Behind these big hits, the startup landscape is gradually evolving. Paul Singh, a partner at the 500 Startups accelerator, has been traveling around the country giving talks on angel investing, in which he identifies some of the latest trends affecting startups and their fundraising efforts. Here are some of the most notable:
It isn’t news that startup costs are falling: you can power your technology with cloud servers, take advantage of open source software, and distribute your product online. But according to Singh, growing and scaling is still expensive.
“Yes, it’s getting easier to start a startup, but it’s also getting harder to actually, really build them, to really grow them,” he says. Employees will always cost money – over $120,000/year for some non-founders in Silicon Valley – and the abundance of startups means you have to constantly compete for talent.
Because costs are lower, Singh says, building reliable technology isn’t what makes you stand out; it’s getting people to use it. Angel investors aren’t just looking for a genius prototype.
It’s “no longer ‘good enough’ to depend on tech differentiation,” Singh tells startups. “I personally don’t ask about patents.” In fact, he thinks trying to patent your technology early on is a bad use of capital.
For example, Instagram wasn’t the only photo sharing app out there with sleek, funky filters, but it was the one with 30 million users. To investors (or acquirers like Facebook), this shows that the team can execute and continue bringing in users, which ultimately leads to revenue. Another example: the reason that competing with Facebook sounds ludicrous is not because of its technology, but its overwhelming traction.
We’ve already written about the higher bar for startups seeking angel funding (which might change due to the JOBS Act). Because costs are lower and startups can bootstrap further (or use Kickstarter), angels expect more sophisticated ideas when entrepreneurs come in to pitch. And while angels may prefer to invest locally, they can still get pitches from around the country, or even around the world – so yours needs to stand out.
On the flipside, there is a higher bar for angels. As Singh explains, angels have to reach startups before they get lots of media attention; otherwise, angels are competing with other angels and VCs to make an investment. That’s why he and Dave McClure fly around the world looking for startups to invest in. (Singh jokes that, to make money, you have to be the first investor in a deal or the smartest one, and he isn’t smartest.)
To deal with competition from other investors, angels have to offer better terms, or additional assets. For example, 500 Startups has a Q&A platform for its network that lets startups ask questions and schedule office hours with over 150 mentors.
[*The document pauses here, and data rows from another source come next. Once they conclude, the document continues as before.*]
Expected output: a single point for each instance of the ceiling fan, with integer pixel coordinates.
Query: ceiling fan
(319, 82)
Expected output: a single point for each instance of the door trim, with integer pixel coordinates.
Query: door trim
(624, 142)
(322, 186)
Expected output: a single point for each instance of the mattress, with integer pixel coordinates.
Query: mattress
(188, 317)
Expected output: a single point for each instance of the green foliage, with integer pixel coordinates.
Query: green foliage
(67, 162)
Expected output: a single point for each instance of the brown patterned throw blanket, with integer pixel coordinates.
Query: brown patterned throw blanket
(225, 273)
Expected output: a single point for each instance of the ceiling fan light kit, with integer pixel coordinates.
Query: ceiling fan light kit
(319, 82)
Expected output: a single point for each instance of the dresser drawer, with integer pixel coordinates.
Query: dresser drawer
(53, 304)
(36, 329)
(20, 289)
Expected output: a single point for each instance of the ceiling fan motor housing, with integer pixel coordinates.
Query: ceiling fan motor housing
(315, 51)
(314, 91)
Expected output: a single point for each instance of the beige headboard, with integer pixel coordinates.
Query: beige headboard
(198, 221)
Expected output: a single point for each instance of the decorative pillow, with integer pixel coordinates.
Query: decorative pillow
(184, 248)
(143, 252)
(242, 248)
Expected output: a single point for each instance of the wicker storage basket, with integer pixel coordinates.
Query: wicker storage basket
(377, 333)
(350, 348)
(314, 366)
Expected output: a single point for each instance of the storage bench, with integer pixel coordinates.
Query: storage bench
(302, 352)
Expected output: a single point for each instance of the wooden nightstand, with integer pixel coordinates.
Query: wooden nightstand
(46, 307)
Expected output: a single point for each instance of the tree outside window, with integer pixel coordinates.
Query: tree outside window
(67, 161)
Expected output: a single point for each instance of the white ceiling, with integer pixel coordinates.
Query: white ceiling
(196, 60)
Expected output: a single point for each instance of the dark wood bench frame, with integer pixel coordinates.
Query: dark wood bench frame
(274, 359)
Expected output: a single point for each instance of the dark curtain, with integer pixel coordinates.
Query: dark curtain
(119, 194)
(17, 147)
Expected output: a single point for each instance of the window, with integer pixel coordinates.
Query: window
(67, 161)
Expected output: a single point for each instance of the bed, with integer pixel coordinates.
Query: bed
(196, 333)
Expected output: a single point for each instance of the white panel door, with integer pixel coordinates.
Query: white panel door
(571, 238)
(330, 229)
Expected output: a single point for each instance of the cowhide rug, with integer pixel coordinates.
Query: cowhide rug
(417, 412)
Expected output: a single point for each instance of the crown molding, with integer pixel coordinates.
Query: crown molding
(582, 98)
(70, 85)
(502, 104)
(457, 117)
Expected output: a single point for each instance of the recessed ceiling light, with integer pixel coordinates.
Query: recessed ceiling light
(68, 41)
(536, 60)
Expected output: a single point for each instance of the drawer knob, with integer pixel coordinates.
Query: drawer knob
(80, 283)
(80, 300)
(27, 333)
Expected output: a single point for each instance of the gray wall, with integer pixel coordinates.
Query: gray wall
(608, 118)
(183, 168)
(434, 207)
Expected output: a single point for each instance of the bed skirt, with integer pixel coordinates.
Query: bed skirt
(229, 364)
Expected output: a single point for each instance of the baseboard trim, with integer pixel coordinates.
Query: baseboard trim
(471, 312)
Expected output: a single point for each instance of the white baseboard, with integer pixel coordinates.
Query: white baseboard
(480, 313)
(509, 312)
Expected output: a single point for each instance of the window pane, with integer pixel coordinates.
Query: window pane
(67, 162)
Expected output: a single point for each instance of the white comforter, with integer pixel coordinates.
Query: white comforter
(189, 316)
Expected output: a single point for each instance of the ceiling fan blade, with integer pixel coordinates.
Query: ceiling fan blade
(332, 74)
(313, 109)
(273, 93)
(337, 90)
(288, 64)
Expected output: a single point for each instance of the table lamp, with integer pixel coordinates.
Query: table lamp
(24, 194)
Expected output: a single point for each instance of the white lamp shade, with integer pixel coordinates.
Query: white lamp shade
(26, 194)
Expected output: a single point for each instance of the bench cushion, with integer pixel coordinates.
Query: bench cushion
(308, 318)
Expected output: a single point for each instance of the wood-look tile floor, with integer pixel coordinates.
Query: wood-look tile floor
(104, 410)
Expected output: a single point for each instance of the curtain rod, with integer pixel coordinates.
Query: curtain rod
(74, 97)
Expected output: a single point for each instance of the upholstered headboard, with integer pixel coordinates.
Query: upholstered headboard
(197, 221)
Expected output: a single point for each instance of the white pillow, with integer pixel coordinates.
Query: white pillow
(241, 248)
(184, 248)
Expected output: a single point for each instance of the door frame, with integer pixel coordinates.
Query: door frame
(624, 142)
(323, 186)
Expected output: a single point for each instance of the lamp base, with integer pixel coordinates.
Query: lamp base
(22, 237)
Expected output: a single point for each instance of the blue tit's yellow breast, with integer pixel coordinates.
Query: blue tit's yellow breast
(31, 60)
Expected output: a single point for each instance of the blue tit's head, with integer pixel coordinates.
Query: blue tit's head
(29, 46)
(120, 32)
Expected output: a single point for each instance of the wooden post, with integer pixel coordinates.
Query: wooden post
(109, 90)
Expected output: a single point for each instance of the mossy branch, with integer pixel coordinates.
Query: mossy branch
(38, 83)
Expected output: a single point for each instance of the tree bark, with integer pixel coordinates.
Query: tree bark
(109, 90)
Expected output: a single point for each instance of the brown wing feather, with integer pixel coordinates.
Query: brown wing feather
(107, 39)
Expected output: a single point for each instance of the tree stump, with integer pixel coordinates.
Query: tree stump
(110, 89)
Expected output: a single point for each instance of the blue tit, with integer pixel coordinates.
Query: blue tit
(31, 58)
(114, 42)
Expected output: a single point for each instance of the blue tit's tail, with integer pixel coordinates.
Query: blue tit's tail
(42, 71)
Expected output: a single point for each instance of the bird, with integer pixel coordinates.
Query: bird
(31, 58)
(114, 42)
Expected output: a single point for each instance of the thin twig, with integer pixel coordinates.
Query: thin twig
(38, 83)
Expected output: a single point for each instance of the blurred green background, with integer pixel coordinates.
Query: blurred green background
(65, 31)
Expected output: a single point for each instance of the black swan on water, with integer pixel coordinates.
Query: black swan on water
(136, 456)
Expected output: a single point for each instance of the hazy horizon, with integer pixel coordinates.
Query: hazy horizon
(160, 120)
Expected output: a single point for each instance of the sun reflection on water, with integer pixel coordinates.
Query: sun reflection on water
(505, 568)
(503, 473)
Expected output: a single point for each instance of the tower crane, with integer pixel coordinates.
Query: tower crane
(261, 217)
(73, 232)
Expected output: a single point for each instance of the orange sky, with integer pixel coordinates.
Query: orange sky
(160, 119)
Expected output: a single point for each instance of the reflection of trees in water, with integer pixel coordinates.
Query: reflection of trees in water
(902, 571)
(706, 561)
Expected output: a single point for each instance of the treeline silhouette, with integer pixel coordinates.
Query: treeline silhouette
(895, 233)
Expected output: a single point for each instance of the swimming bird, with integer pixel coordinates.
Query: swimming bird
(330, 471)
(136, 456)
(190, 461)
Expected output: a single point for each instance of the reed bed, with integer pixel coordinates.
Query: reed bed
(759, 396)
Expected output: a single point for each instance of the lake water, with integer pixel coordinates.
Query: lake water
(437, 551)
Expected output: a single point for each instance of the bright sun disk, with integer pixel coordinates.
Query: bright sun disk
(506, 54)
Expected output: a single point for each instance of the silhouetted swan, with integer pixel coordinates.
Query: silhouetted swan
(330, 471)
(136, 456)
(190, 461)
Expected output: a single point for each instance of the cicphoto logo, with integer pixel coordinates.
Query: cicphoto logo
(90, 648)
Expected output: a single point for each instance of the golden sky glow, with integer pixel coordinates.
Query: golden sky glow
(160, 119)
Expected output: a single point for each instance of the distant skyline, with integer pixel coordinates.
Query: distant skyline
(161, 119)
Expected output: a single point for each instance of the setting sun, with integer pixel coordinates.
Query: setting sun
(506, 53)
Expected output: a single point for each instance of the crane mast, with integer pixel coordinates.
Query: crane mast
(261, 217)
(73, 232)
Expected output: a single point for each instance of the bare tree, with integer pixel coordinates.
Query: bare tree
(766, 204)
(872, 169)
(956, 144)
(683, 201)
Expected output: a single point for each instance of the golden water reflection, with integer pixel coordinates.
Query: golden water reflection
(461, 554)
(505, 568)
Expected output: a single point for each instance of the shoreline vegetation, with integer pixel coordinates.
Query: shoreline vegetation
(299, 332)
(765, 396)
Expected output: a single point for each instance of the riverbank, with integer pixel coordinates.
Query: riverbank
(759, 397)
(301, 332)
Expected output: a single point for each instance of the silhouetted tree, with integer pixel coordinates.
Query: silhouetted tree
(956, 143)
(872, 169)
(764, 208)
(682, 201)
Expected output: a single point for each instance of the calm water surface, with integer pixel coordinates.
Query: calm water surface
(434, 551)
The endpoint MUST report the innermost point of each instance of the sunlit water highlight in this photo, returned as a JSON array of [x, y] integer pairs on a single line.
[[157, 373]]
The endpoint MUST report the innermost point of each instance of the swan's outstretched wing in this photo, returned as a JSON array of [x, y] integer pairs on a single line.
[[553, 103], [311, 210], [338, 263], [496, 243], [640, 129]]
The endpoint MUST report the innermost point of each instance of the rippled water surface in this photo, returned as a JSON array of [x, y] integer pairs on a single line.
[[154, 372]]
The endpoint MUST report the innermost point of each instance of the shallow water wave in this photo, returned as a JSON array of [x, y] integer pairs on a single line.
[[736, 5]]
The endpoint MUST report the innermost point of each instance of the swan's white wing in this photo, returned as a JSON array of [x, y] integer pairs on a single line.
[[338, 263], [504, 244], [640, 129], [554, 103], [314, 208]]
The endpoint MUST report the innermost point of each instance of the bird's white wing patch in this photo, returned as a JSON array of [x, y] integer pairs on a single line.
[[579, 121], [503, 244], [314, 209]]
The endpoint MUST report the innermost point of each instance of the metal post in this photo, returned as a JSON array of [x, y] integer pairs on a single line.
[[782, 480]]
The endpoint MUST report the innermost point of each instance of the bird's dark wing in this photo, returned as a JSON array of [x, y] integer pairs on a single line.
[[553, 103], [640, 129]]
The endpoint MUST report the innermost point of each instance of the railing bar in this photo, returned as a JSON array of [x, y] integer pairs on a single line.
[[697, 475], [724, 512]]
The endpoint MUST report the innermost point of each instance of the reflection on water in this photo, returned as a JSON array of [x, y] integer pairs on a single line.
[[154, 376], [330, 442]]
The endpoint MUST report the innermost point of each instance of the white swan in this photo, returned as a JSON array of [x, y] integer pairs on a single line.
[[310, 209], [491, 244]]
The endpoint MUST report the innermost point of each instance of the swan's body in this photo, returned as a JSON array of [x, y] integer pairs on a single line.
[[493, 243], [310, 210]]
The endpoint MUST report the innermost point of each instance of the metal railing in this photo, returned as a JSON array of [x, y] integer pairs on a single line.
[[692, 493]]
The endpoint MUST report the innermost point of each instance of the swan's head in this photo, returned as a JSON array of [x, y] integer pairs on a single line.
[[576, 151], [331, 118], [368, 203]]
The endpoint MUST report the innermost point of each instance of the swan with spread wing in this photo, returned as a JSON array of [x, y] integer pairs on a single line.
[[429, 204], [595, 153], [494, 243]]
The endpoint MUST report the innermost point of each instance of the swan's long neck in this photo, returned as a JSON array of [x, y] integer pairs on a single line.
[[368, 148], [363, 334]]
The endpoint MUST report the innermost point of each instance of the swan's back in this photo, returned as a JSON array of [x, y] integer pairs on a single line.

“Raising the bar all around is a good thing,” Singh says.
Looking toward the rest of 2012, Yahoo and its new CEO, Marissa Mayer, could be acquiring startups to kickstart the company. Mobile will continue to rise. JOBS Act crowdfunding could be delayed until the end of 2013 (if the SEC doesn’t move faster). And competition for talent, customers, and investment will only go up, at least for the time being.